Lightweight drop-in Python decorator to track costs, monitor token usage, and enforce budget/rate limits for LLM API calls
Project description
llm-toll
A lightweight, drop-in Python decorator to track costs, monitor token usage, and enforce budget and rate limits for LLM API calls.
Overview
llm_toll is a developer tool designed for local prototyping and small-scale production scripts. By simply wrapping a function with @track_costs, developers can automatically log token usage, calculate the exact cost of the run in USD, and halt execution if a hard-coded budget or API rate limit is breached.
Features
- Drop-In Decorator — Minimal code intrusion. Just add
@track_costsabove any function making an LLM call. - Multi-Provider Support — Built-in pricing matrices for OpenAI, Anthropic, Gemini, and general OpenAI-compatible endpoints.
- Hard Budget Caps — Prevents functions from executing if the cumulative cost exceeds a defined threshold.
- Rate Limiting — Local enforcement of RPM and TPM to prevent HTTP 429 errors.
- Local Persistence — SQLite-backed usage tracking across multiple script runs and days.
- Cost Reporting — Clean, color-coded terminal summary of cost per call and total session cost.
Quick Start
Installation
pip install llm-toll
# or, with uv
uv add llm-toll
Basic Usage (Auto-detect)
For users utilizing standard SDKs, the decorator infers the model and token count from the response object.
from llm_toll import track_costs
@track_costs(project="my_scraper", max_budget=2.00, reset="monthly")
def generate_summary(text):
response = client.chat.completions.create(
model="gpt-4o",
messages=[{"role": "user", "content": text}]
)
return response # Decorator parses the usage from this object
Advanced Usage (Rate Limits & Explicit Models)
For custom setups or raw API requests, users can explicitly state the model and rate limits.
from llm_toll import track_costs
@track_costs(
model="claude-sonnet-4-20250514",
rate_limit="50/min",
tpm_limit="40000/min",
extract_usage=lambda res: (res['in_tokens'], res['out_tokens'])
)
def custom_anthropic_call(prompt):
# custom logic here
pass
Streaming Support
The decorator automatically detects streaming responses (generators).
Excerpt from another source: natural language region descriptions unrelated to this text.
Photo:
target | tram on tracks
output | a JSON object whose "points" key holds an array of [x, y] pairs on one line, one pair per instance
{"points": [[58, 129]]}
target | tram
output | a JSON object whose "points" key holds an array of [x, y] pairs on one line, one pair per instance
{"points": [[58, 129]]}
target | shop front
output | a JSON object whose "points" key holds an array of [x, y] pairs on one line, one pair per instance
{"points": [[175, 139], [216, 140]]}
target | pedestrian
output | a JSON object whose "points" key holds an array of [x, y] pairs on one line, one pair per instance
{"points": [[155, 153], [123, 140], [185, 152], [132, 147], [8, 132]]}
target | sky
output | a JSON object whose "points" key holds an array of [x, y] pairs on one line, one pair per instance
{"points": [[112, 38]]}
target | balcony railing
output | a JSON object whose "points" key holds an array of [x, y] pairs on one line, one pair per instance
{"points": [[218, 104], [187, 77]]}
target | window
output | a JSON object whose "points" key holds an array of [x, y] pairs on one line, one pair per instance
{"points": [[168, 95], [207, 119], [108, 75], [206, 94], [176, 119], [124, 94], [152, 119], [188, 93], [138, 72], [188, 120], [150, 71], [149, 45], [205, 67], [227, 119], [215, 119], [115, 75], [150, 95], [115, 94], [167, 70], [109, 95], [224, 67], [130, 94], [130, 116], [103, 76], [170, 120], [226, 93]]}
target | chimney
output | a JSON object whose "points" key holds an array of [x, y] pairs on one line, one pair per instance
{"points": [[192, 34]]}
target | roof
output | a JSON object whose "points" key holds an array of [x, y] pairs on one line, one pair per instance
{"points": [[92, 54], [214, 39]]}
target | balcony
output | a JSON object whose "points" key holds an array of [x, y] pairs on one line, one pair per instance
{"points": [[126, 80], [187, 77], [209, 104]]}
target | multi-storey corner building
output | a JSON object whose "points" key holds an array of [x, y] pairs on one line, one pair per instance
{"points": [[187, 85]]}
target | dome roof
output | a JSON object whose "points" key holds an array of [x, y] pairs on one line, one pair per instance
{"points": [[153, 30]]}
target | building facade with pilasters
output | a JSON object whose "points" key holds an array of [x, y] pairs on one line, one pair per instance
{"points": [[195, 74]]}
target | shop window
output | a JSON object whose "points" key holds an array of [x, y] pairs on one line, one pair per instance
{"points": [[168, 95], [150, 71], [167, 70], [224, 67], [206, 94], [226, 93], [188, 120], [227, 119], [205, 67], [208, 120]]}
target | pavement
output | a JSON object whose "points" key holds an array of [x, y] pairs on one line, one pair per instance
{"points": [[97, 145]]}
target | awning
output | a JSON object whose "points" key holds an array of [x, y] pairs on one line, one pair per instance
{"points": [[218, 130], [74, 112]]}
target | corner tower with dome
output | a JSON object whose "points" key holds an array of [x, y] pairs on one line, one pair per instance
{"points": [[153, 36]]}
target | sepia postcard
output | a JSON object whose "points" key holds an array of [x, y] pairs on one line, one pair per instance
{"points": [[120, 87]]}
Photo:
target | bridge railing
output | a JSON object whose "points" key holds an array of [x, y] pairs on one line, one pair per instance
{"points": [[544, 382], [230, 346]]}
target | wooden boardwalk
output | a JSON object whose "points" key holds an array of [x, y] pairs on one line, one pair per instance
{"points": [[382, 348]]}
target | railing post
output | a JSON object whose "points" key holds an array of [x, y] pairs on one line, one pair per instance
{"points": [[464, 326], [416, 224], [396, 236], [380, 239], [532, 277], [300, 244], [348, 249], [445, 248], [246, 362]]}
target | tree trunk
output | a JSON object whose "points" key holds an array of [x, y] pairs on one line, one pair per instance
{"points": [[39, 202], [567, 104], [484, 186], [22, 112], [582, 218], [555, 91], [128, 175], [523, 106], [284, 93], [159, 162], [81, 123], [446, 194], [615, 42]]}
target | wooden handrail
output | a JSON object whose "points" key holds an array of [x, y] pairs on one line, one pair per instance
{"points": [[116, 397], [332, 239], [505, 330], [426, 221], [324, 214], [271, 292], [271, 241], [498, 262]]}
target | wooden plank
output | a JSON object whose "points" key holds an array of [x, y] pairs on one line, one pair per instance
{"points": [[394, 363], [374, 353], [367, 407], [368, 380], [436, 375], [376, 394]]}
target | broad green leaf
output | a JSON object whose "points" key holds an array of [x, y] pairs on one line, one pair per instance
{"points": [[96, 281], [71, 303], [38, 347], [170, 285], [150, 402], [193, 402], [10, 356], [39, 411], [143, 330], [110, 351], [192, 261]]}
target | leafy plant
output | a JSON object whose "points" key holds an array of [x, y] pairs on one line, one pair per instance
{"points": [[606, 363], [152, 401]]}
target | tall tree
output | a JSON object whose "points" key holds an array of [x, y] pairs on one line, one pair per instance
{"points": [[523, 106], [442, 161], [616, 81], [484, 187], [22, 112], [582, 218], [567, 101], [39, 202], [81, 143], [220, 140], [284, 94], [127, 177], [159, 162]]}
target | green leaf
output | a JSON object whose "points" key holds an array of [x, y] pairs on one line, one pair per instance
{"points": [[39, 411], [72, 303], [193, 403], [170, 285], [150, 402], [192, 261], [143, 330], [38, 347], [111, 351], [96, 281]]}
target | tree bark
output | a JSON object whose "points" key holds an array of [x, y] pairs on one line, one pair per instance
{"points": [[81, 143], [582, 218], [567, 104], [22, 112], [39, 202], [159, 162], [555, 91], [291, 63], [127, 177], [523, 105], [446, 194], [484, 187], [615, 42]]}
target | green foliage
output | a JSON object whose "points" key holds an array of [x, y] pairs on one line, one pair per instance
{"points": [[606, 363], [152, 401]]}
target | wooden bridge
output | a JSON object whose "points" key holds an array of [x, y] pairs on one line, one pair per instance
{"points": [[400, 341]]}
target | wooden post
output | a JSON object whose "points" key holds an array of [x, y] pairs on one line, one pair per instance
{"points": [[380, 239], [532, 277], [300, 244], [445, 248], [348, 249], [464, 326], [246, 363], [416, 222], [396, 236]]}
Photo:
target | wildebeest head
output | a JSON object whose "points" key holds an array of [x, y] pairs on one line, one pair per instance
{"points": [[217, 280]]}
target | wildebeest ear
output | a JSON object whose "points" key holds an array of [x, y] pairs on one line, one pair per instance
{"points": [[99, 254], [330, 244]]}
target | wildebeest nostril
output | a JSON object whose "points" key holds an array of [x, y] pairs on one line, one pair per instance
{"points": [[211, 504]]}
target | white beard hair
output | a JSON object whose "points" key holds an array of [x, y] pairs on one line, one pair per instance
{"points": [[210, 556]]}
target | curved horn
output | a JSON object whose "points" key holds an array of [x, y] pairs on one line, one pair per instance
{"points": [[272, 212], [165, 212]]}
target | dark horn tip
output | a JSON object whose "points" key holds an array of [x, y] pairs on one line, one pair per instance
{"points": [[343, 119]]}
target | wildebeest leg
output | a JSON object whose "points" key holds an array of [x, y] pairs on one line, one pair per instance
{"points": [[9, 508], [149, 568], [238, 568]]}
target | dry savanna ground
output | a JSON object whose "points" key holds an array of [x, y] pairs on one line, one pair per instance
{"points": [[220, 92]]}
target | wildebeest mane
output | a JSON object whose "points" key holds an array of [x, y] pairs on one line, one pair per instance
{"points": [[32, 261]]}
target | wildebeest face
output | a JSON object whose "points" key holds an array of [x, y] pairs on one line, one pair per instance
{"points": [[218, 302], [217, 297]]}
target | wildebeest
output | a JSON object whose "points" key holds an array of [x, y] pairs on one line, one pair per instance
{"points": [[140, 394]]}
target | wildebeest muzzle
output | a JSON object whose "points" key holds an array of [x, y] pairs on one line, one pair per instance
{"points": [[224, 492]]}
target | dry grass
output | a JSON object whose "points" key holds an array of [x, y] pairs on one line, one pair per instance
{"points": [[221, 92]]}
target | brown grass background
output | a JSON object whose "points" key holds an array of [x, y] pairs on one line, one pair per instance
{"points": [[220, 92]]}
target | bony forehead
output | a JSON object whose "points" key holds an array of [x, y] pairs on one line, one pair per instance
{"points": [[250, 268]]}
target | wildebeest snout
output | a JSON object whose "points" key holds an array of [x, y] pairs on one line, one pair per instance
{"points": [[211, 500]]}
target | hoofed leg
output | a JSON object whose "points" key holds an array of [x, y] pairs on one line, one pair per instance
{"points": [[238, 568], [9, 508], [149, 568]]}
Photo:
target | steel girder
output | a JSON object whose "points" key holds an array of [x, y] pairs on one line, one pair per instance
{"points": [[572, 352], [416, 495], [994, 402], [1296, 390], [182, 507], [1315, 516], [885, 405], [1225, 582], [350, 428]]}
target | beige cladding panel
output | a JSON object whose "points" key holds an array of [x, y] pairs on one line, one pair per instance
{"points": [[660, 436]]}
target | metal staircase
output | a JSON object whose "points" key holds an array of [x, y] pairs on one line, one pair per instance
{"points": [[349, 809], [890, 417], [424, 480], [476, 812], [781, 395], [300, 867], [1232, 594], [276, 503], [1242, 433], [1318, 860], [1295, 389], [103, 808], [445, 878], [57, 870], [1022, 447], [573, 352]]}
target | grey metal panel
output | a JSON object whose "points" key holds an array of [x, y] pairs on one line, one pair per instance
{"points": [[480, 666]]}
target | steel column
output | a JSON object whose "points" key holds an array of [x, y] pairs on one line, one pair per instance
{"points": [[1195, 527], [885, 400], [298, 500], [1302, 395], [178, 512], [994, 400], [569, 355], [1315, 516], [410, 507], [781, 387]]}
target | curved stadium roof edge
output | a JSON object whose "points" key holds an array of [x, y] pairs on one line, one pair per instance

Cost is tracked after the stream is fully consumed.
from llm_toll import track_costs
@track_costs(project="my_app", max_budget=5.00)
def stream_response(text):
return client.chat.completions.create(
model="gpt-4o",
messages=[{"role": "user", "content": text}],
stream=True,
stream_options={"include_usage": True}, # recommended for accurate counts
)
for chunk in stream_response("Hello"):
print(chunk.choices[0].delta.content, end="")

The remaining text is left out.